Personal information
- Full name: Henry Robert Purdy
- Date of birth: 28 August 1867
- Place of birth: Learmonth, Victoria
- Date of death: 26 November 1922 (aged 55)
- Place of death: Gardenvale, Victoria
- Original team(s): South Ballarat
- Position(s): Rover

Playing career^{1}
- Years: Club / Games (Goals)
- 1885: South Ballarat / 13 (0)
- 1886-1890, 1892–1896: South Melbourne (VFA) / 124 (0)
- 1897–1901: South Melbourne (VFL) / 72 (16)
- Total:  / 209 (16)
- ^{1} Playing statistics correct to the end of 1901.

Career highlights
- VFA premiership player 1888-1890;

= Harry Purdy (footballer, born 1867) =

Australian rules footballer

Henry Robert Purdy (28 August 1867 – 26 November 1922) was an Australian rules footballer who played with South Melbourne in the Victorian Football Association (VFA) and the Victorian Football League (VFL).

==Family==
The son of William Frederick Purdy (1834-1918), and Hannah Purdy (1835-1931), née Coates, Henry Robert Purdy was born at Learmonth, Victoria on 28 August 1867.

He married Louisa Hannah Seeley (1870–1937), at South Melbourne, on 27 February 1895. Their son, Henry Frederick Burnett Purdy (1898-1978), also known as "Harry", played nine games for South Melbourne in the 1910s.

==Football==
Originally from the South Ballarat Football Club, he moved to Melbourne in 1886.

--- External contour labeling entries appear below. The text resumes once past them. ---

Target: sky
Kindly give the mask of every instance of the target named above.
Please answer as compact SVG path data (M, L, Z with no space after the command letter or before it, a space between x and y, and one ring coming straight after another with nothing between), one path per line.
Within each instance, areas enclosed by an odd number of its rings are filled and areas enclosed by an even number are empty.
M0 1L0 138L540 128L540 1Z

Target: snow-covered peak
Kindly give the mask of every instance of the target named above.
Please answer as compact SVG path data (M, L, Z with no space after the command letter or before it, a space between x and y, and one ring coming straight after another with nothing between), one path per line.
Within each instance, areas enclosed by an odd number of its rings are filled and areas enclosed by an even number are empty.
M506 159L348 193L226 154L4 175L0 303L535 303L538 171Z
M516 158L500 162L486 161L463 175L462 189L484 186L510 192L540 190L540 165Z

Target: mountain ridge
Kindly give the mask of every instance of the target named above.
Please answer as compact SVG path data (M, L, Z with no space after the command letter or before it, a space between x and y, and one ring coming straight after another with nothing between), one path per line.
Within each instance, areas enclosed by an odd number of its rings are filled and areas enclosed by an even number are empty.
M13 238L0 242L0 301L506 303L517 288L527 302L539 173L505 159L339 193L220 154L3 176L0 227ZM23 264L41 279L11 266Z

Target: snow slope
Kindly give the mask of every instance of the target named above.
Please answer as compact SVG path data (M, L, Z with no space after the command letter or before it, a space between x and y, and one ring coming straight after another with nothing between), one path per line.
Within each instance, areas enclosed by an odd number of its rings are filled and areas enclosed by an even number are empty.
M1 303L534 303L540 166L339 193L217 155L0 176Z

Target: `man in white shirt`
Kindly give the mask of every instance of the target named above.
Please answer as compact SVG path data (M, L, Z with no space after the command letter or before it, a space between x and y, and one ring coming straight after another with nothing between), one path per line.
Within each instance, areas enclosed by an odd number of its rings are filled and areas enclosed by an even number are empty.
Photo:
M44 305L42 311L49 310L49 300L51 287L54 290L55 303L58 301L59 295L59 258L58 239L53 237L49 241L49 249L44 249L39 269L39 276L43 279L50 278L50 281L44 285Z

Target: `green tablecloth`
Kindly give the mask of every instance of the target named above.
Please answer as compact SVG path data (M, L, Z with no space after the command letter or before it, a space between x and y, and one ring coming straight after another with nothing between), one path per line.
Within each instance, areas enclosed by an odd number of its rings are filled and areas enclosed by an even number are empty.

The knee injury that he sustained in a charity game, against Fitzroy, on 20 September 1890, meant that he was unable to play in the 1891 season.

Purdy later played for Brighton in the Metropolitan Junior Football Association (MJFA), including in the club's 1902 grand final loss to Collegians.

==Death==
He died at Gardenvale, Victoria on 26 November 1922.